Wyciągnie potencjał?

– Cieszę się, że dołączam do Wybrzeża, bo jest to klub ze wszech miar świetnie zbudowany. Zawsze podziwiałem, w jaki sposób funkcjonuje. Będę miał też możliwość pracy ze sztabem, który w tym klubie już był (poza Jurkiewiczem i Bonisławskim – przyp. red.). Nie trzeba będzie niczego budować od nowa, a to było dla mnie bardzo ważne. Druga rzecz to młody perspektywiczny zespół, który na razie gra być może poniżej swoich możliwości, ale myślę, że wszyscy znający się na piłce ręcznej wiedzą, że jest to okres przejściowy. Ma dużo większy potencjał niż miejsce, w którym się teraz znajduje – powiedział Rombel, cytowany przez klubową stronę.

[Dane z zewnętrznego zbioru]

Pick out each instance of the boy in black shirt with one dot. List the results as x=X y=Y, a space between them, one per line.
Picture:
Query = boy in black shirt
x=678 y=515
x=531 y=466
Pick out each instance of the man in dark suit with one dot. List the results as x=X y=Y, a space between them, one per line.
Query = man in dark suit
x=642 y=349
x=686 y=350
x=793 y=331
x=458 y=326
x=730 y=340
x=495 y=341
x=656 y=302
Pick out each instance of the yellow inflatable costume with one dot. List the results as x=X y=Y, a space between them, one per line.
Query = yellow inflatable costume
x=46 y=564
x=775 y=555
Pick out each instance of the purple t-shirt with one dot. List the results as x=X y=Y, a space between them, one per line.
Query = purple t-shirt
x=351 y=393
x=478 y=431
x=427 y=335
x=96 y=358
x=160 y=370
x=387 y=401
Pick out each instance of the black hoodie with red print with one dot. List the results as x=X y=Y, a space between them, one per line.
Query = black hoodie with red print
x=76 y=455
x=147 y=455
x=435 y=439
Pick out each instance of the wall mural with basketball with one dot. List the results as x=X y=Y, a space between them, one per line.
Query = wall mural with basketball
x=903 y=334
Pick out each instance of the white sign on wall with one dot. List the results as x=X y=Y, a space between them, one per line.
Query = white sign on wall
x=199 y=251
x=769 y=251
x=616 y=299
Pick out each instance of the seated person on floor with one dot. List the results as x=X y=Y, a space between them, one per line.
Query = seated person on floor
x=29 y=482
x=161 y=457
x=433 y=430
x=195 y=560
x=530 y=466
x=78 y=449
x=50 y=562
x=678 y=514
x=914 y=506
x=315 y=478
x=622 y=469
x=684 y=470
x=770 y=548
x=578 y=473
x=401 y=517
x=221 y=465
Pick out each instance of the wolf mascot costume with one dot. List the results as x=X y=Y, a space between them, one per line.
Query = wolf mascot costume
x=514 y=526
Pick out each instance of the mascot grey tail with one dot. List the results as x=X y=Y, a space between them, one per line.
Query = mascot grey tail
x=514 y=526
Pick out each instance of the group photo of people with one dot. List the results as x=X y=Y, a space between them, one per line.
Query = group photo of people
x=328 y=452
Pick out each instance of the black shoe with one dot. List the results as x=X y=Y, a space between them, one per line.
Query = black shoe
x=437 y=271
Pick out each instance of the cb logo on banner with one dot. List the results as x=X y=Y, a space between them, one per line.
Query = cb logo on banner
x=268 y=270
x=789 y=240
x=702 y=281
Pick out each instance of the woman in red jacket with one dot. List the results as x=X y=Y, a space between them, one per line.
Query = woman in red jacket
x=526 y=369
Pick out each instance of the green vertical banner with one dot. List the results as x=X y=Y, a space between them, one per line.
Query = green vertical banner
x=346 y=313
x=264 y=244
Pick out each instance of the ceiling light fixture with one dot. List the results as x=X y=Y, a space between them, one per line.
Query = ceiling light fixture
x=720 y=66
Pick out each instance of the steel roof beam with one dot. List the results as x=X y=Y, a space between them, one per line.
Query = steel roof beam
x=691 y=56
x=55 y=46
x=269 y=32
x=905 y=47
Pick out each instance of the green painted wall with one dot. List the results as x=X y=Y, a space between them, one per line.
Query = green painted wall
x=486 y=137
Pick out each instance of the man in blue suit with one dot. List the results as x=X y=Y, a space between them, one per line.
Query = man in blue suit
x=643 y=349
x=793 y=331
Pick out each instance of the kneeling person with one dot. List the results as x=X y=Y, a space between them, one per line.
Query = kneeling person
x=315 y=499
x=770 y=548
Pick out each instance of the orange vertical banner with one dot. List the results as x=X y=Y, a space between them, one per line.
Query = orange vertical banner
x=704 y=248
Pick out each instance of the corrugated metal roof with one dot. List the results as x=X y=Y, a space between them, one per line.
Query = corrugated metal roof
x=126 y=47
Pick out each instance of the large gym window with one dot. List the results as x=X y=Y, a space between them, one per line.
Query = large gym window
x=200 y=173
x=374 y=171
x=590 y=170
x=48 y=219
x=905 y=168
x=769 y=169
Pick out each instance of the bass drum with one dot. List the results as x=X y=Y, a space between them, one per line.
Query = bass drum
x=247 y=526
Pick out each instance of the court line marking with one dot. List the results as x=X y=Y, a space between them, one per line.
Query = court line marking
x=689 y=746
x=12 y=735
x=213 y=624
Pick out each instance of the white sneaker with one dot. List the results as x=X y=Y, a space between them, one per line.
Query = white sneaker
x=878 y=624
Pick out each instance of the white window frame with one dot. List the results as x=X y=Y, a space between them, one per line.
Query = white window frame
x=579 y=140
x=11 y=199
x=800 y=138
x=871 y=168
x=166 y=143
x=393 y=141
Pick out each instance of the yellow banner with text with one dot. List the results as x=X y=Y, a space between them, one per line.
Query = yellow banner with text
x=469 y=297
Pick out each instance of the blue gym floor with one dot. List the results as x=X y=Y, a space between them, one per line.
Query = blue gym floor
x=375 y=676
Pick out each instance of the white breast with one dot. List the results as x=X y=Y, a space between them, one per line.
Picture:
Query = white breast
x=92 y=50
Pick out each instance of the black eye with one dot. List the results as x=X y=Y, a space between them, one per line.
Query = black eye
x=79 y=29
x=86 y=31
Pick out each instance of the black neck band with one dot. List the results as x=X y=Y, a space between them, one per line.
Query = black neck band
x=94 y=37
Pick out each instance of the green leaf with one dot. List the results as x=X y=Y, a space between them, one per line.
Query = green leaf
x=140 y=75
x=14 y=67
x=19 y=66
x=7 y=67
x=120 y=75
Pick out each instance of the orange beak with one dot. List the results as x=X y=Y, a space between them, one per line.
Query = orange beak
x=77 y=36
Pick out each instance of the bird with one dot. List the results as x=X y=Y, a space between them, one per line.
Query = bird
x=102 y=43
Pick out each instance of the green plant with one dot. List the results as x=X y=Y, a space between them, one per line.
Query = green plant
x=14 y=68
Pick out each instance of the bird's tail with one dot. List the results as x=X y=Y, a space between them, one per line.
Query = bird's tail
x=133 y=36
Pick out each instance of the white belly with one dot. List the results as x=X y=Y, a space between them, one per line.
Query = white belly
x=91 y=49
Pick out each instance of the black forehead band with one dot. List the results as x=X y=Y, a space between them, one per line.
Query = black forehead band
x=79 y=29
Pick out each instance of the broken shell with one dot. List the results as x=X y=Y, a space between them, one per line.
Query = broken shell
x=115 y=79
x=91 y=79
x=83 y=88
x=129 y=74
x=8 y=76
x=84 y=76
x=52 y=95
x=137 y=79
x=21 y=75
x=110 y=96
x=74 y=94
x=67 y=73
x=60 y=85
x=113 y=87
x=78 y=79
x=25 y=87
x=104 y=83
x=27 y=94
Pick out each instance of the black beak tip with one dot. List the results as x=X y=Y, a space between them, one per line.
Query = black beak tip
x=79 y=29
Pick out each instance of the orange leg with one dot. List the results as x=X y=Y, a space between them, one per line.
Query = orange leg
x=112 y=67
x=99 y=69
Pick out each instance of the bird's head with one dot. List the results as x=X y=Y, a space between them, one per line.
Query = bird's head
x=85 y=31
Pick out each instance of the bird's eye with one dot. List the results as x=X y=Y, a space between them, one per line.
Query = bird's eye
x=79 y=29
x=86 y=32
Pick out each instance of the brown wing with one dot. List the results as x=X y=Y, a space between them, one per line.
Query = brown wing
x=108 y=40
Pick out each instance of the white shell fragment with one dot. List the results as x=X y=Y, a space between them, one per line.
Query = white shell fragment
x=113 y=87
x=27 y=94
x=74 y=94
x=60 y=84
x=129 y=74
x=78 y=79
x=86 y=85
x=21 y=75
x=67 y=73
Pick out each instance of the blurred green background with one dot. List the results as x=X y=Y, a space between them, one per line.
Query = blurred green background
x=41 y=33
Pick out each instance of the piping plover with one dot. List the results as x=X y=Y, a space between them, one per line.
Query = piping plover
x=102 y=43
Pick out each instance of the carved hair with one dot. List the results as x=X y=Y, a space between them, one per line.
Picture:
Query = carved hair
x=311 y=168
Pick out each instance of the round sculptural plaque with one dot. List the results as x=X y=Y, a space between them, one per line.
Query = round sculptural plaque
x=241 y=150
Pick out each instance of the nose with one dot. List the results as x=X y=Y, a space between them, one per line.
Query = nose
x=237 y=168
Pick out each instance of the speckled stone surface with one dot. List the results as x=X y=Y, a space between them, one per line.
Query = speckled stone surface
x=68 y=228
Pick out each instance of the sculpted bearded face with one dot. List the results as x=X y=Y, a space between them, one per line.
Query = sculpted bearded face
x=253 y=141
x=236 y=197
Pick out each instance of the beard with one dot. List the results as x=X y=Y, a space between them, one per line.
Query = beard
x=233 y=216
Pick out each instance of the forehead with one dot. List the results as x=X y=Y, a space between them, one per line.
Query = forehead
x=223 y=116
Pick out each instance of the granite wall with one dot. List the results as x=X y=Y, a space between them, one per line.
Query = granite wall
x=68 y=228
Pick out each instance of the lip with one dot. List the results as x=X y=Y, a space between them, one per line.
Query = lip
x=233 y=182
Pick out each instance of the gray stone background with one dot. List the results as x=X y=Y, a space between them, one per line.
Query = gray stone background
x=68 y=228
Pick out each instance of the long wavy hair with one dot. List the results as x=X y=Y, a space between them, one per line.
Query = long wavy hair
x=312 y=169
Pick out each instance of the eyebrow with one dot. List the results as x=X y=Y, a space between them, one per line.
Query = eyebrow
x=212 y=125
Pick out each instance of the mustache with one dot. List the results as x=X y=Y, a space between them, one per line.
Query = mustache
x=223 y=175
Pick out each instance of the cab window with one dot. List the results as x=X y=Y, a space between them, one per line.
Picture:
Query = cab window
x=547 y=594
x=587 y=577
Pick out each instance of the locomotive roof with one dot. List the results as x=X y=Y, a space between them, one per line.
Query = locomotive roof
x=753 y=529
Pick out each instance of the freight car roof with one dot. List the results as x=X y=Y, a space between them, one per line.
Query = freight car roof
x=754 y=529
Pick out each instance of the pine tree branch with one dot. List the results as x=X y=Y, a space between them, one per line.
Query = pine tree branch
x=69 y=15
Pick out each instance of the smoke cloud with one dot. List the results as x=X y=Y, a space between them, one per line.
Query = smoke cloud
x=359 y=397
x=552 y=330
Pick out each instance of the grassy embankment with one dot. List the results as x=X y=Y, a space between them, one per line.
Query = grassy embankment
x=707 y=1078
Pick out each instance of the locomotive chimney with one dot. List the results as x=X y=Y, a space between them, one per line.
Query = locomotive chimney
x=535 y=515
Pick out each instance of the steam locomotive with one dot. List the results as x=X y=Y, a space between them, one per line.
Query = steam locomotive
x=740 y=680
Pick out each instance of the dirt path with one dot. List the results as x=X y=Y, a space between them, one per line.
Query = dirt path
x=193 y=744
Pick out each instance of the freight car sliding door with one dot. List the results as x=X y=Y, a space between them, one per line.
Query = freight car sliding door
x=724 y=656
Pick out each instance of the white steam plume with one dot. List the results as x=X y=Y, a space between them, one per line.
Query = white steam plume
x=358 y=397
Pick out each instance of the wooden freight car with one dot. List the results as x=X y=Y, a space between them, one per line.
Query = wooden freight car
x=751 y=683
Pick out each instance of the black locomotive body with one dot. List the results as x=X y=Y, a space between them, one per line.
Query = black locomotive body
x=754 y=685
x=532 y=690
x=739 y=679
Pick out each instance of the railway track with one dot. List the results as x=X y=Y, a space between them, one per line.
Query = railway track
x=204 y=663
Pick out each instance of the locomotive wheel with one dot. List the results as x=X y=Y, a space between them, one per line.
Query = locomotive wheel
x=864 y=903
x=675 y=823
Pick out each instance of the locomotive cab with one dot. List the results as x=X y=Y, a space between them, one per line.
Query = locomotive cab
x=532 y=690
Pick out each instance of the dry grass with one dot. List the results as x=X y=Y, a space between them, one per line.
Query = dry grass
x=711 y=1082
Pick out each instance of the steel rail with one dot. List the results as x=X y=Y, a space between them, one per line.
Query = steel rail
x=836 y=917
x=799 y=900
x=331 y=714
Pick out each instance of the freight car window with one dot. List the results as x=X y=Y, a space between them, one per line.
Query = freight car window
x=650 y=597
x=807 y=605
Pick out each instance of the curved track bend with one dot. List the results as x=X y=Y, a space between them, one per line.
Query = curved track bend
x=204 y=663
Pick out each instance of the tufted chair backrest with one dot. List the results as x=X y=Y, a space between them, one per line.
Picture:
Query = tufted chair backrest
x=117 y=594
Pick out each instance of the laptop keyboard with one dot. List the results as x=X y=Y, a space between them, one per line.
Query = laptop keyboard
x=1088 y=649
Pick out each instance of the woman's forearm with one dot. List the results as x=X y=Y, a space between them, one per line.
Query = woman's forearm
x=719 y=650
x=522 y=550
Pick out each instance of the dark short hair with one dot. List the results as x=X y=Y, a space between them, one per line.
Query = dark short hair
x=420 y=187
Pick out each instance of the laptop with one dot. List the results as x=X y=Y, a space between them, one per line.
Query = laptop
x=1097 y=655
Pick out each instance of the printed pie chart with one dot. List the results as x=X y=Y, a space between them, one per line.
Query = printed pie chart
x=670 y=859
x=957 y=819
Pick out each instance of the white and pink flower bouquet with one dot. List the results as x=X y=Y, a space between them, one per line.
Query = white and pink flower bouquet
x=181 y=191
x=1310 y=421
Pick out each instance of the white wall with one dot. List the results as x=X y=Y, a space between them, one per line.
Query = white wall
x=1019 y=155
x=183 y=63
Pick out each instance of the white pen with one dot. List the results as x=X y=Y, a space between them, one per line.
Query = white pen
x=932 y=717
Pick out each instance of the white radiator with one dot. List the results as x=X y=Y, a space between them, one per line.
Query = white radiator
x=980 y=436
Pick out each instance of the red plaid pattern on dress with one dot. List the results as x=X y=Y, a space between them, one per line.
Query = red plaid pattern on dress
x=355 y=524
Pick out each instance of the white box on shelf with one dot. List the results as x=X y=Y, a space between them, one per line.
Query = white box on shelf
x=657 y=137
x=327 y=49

Kontrakt z poprzednimi trenerami został rozwiązany na ich wniosek. Jurkiewicz i Bonisławski złożyli rezygnację jeszcze przed ligowym spotkaniem z Piotrkowianinem.


Czytaj także:


– Ta decyzja była dla nas zaskoczeniem, jednak zarząd postanowił przyjąć rezygnację. Od razu przystąpiliśmy do poszukiwań trenera, który poprowadzi zespół i wyciągnie potencjał, który pokazał w minionym sezonie. Nasz projekt zakładał plany długofalowe, zatem szukaliśmy kogoś wartościowego, kto pozwoli nam dalej realizować ambitne cele. Dlatego też podjęliśmy roztropne i przemyślane decyzje, analizując dokładnie rynek, nasze możliwości i przede wszystkim potrzeby drużyny oraz klubu – wyjaśnił prezes Wybrzeża, [Jacek Pauba].

Na debiut poczeka

Dla Rombla, który podpisał umowę do czerwca 2026 roku, to trzeci klub w karierze. Zaczynał w MMTS-ie Kwidzyn, gdzie przez 12 lat występował na lewym skrzydle, a po sezonie 2016/17 (okrzyknięto go w nim trenerem roku) przeniósł się do Motoru Zaporoże, sięgając z nim po mistrzostwo, Puchar i Superpuchar Ukrainy. Na prowadzenie swoich zasad w Wybrzeżu będzie miał trochę czasu, bo ze względu na zgrupowanie kadry i towarzyski dwumecz z Węgrami, Orlen Superliga wznowi zmagania 10-12 listopada. Gdańszczan czeka domowy mecz z Azotami Puławy.

63 MECZE reprezentacji Polski prowadził Patryk Rombel; 26 wygrał, 4 zremisował, 33 przegrał, bramki 1690:1670.